Of the five well-know senses, I would not say the sense of smell is my most keen. Oddly, this business has renewed my sense of smell and the way quality can not only be seen and touched, but smelled.
I grew up in a small town where the sweet aroma of orchards and gardens were overshadowed by the stench of pollution from one of the largest steel mills in America. My grandfather and two uncles worked at the mill. It was strange attending the family's outdoor-summer-dinners, harmonizing the sweet smells of my grandmother's home cooking with the gross smell on the skin and clothes of the men that spent their days at the steel mill.
To top it off, my father was a chemist for a refinery plant that sold pitch to makers of aluminum. I probably took years off my life playing with liquid mercury and running up and down the railroad tracks near his plant inhaling who knows what?
My dad would come home every night smelling like creosote oil and coal tar. I think I probably worked more on "not smelling" things, than I did "enjoying smells" when I was young.
One of my best friends had a father who owned a mink ranch. As a very young boy, I would help on the ranch and even make a little money on odd chores. As a teenager, I split summer work between the mink ranch and a local chicken farm. The smells emitted from these two animal plants were, at times, unbearable.
There was one very good thing that came out of my time at the mink ranch... the free mink oil they would allow me to have. I would use the mink oil on my baseball glove, often spending hours working it into my "mitt." I would place a baseball in the palm of my glove, wrap it to "break-it-in," and sleep next to it.
At about the age of 10, baseball was becoming my passion. The smell of mink oil, mixed with leather, was the first smell I associated with success. It became an obsession - a superstition. I believed the time I put into caring for my glove made me better.
I became an all-star, played in three little league world series', watched my brother win a World Series title as a pitcher, went on to play college baseball and tossed in a year of professional ball, where I quickly learned baseball was meant to teach me more about life.
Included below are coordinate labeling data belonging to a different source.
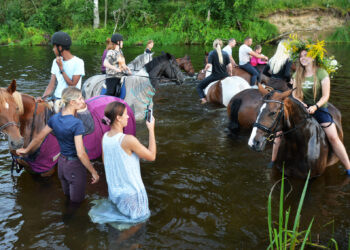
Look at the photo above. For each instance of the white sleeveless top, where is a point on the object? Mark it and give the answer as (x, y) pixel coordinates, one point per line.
(126, 190)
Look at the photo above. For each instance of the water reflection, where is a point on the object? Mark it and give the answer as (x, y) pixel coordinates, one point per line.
(205, 189)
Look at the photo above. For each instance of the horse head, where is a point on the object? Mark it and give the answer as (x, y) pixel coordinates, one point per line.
(186, 64)
(269, 120)
(164, 65)
(11, 108)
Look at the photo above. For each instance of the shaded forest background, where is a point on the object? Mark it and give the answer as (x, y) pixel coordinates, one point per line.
(32, 22)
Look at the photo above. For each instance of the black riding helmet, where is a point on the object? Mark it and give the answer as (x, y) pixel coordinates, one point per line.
(116, 38)
(61, 38)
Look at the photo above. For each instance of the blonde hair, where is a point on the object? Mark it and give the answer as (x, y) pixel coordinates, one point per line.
(300, 78)
(217, 44)
(70, 94)
(109, 44)
(279, 58)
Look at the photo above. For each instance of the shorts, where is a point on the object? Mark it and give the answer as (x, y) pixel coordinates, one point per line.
(322, 115)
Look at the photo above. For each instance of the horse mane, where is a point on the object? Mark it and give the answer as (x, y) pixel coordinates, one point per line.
(157, 60)
(16, 96)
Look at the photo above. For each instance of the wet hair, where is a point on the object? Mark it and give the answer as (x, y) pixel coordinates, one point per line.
(112, 110)
(69, 94)
(231, 40)
(109, 44)
(217, 44)
(257, 47)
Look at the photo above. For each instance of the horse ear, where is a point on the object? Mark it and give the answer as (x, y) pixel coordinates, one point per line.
(12, 88)
(285, 94)
(262, 90)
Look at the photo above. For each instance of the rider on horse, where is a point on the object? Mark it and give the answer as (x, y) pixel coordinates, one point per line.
(220, 63)
(245, 52)
(66, 68)
(115, 67)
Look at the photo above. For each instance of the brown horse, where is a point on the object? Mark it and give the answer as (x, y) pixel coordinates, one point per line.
(22, 118)
(243, 108)
(236, 71)
(304, 145)
(186, 64)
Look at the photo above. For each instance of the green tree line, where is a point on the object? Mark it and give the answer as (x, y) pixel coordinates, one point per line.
(31, 22)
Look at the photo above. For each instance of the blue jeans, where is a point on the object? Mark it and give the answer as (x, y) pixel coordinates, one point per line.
(253, 71)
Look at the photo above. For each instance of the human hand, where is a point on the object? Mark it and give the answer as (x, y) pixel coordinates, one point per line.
(150, 125)
(312, 109)
(59, 62)
(95, 177)
(21, 151)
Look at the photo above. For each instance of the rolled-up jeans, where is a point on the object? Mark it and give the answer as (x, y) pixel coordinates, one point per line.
(253, 71)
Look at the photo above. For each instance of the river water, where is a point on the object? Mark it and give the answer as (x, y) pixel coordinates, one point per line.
(206, 190)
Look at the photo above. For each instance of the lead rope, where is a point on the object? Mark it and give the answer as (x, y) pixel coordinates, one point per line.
(15, 165)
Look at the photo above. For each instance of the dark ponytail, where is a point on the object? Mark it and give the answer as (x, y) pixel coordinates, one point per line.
(112, 110)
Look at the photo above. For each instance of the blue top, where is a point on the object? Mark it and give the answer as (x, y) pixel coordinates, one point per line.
(65, 128)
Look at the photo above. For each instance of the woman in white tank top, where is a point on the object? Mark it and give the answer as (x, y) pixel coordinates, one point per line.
(128, 202)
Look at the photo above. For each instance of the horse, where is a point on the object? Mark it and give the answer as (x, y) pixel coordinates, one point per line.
(244, 107)
(304, 146)
(236, 71)
(141, 86)
(186, 64)
(22, 118)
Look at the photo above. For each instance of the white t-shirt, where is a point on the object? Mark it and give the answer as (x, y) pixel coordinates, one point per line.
(243, 54)
(74, 66)
(228, 50)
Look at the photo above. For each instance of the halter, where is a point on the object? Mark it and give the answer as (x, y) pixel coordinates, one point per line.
(272, 130)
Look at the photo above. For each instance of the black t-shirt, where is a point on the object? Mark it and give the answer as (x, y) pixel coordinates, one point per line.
(218, 69)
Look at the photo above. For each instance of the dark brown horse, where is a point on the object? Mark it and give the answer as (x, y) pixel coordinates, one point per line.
(186, 64)
(243, 108)
(236, 71)
(304, 145)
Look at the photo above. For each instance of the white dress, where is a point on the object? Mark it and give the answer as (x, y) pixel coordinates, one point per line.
(128, 202)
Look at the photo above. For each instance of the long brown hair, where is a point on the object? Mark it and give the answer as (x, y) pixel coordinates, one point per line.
(300, 78)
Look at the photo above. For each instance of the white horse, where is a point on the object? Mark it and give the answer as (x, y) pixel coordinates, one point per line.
(222, 91)
(140, 86)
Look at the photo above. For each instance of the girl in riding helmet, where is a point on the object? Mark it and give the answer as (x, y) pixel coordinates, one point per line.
(66, 68)
(220, 65)
(115, 67)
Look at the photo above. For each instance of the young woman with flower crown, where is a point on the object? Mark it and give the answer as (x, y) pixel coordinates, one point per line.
(312, 88)
(128, 202)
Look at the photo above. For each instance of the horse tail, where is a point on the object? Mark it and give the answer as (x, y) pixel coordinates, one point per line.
(234, 124)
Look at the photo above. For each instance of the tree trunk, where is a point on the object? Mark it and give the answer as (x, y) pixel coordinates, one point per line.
(106, 8)
(96, 15)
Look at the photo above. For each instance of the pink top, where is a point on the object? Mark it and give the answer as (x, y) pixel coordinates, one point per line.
(254, 61)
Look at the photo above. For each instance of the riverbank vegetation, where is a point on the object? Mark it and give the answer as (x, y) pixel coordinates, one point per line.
(32, 22)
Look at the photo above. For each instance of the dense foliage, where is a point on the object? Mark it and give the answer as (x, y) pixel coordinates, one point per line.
(167, 22)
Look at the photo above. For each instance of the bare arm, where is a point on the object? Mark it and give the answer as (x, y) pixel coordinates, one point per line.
(253, 53)
(83, 157)
(110, 66)
(38, 139)
(50, 88)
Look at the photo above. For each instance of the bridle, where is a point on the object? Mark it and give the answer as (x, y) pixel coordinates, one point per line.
(271, 130)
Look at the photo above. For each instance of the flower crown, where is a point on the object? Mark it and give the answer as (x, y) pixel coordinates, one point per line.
(314, 50)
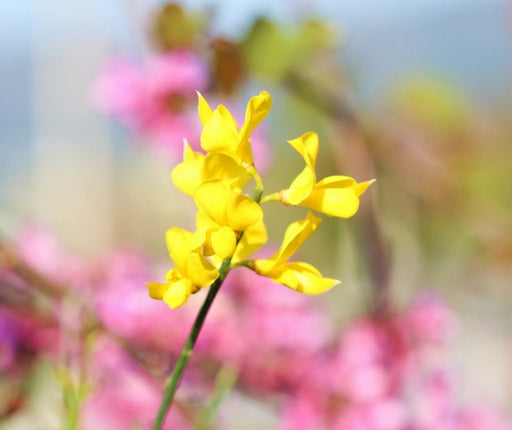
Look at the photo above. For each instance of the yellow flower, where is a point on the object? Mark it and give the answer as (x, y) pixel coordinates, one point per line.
(223, 214)
(334, 196)
(197, 168)
(192, 271)
(299, 276)
(220, 130)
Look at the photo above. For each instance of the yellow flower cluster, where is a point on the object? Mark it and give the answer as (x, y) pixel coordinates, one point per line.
(229, 224)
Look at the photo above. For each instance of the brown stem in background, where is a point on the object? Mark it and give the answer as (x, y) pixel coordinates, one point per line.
(373, 243)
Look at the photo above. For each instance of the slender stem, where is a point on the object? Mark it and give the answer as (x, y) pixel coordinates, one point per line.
(186, 352)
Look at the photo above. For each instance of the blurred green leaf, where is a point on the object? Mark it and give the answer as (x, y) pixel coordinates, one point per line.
(271, 50)
(432, 102)
(174, 28)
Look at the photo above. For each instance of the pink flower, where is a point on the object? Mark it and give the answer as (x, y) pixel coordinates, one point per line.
(123, 395)
(157, 99)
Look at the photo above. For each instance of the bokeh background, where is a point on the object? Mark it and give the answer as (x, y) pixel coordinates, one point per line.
(415, 94)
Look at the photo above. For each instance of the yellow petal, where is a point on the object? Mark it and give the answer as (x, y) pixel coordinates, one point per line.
(186, 176)
(200, 271)
(254, 237)
(157, 290)
(220, 132)
(180, 243)
(296, 234)
(300, 188)
(212, 199)
(361, 187)
(336, 196)
(338, 202)
(256, 111)
(226, 206)
(302, 277)
(177, 293)
(307, 146)
(223, 242)
(242, 212)
(204, 109)
(222, 166)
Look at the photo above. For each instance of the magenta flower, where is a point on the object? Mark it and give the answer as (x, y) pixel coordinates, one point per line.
(156, 99)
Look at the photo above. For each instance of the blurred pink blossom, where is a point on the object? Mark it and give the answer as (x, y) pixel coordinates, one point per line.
(123, 394)
(156, 99)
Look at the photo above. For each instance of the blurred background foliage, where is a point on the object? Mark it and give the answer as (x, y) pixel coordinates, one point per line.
(419, 100)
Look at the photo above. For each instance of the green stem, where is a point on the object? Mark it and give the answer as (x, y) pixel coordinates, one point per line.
(186, 352)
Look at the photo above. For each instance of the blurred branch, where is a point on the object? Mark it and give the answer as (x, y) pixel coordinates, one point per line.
(374, 245)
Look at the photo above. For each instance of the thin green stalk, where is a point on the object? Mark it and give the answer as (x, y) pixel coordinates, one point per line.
(186, 352)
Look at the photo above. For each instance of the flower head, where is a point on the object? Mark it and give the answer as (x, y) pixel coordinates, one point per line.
(334, 196)
(221, 133)
(192, 270)
(299, 276)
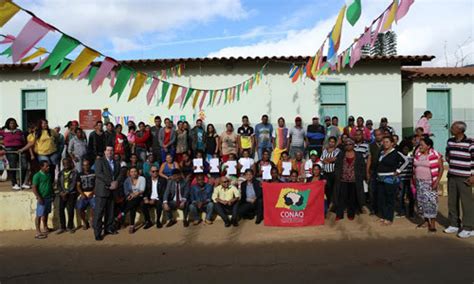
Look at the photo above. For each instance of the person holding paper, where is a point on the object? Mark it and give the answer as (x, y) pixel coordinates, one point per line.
(264, 166)
(226, 201)
(251, 201)
(245, 162)
(284, 166)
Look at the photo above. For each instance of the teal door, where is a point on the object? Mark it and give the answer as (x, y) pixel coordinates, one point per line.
(438, 102)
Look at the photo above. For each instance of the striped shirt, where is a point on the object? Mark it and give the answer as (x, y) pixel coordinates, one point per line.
(407, 173)
(460, 157)
(362, 148)
(329, 167)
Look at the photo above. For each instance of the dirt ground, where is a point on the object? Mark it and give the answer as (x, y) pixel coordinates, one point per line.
(359, 251)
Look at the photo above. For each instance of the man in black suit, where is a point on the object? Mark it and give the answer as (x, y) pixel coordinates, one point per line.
(251, 201)
(176, 197)
(107, 172)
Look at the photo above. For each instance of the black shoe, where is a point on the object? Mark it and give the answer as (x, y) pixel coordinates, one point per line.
(148, 225)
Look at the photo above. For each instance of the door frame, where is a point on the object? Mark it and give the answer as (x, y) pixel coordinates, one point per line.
(23, 91)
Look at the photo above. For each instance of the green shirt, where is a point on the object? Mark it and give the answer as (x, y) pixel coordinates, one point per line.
(43, 184)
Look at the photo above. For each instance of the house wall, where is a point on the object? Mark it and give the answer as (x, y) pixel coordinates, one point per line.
(373, 91)
(462, 99)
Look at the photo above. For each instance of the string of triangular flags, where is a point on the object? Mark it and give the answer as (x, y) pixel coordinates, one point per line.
(84, 67)
(333, 62)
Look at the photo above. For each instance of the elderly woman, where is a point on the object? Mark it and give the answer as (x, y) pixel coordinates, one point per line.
(349, 177)
(428, 169)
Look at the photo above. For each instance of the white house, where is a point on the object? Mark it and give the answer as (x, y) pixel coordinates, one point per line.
(371, 89)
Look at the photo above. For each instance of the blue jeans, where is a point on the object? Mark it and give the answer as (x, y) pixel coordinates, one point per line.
(195, 211)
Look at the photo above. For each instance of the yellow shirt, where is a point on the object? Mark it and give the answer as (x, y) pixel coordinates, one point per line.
(225, 194)
(46, 145)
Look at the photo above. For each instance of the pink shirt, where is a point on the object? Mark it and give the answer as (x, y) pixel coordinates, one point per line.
(422, 168)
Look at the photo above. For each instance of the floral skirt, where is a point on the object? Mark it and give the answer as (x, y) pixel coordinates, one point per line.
(427, 199)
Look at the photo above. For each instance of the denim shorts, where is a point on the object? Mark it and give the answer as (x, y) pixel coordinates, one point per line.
(44, 209)
(84, 203)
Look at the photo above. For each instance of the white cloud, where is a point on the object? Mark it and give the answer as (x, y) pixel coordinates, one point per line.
(125, 21)
(424, 30)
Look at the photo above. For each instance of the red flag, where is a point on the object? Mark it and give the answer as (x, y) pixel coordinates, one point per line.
(293, 204)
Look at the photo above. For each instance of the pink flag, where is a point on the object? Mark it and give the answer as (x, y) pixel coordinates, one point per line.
(180, 100)
(403, 8)
(152, 90)
(84, 73)
(107, 65)
(30, 35)
(112, 78)
(355, 54)
(203, 97)
(38, 66)
(7, 39)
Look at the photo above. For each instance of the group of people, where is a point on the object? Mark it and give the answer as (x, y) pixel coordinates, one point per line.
(161, 169)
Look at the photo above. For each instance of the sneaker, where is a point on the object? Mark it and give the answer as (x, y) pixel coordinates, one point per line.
(451, 230)
(464, 234)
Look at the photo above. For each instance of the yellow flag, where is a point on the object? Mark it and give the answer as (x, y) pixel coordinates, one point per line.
(7, 11)
(196, 97)
(137, 85)
(82, 61)
(174, 91)
(336, 31)
(391, 16)
(40, 51)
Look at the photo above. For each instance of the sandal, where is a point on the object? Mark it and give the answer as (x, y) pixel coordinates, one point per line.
(40, 236)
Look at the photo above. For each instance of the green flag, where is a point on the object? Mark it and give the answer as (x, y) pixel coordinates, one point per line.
(353, 12)
(188, 96)
(92, 73)
(123, 76)
(164, 90)
(64, 46)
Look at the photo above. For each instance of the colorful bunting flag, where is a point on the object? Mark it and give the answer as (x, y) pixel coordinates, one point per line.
(152, 90)
(7, 11)
(337, 29)
(40, 51)
(64, 46)
(164, 90)
(137, 85)
(121, 80)
(174, 91)
(86, 56)
(390, 16)
(104, 70)
(354, 10)
(403, 8)
(30, 35)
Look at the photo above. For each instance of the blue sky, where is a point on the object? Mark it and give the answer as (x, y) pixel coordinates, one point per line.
(131, 29)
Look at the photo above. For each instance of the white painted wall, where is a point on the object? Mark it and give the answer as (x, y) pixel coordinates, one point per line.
(374, 90)
(462, 99)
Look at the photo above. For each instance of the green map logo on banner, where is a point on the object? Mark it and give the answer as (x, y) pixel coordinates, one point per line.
(293, 199)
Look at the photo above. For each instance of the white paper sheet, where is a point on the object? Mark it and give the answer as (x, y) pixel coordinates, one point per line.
(214, 164)
(286, 168)
(198, 164)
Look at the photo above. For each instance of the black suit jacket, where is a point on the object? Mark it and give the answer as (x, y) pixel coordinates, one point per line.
(105, 176)
(257, 187)
(148, 186)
When I was asked to get behind the formation of Authentique Paper and we started building the business and printing papers, I quickly remembered how much I missed the smell of paper. I love going to the printings of our papers and soaking in the unmistakable smell of the print-shop we use. The smells have been there for over 100 years. The sons and grandsons who run this business grew up around printing and understand this smell. Our paper mill has also been at it for over a hundred years. Their papers are amazing and have the smell of quality as they are loaded into the presses.
I have heard that some of the papers released into the industry actually stink (the smell... not the designs... okay, maybe a little bit of both). I didn't hear of this during my first stretch in the paper-crafting industry. Now, at a time when others are cutting back on quality, we have emerged with custom paper textures and finishes. As a result, many people have reached out to us thanking us for our quality. They even tell us they love how our papers smell. The first time I heard this, I was a bit surprised, but I have come to discover what they mean. The combination of poor paper quality and ink just doesn't work. We don't do things that way.
I find it amazing how smells can instantly create emotion and link our minds to memories. If I were open a bottle of mink oil today, it would transport me back a few decades to the baseball field where I learned to chase my dreams and stabilize my fears.
So, while I've had a love-hate-relationship with smells since childhood, and don't rely on smell as my sense-of-choice, I certainly don't want to create papers that stink (in any sense of the word). I don't like the smell of cheap things and neither do you.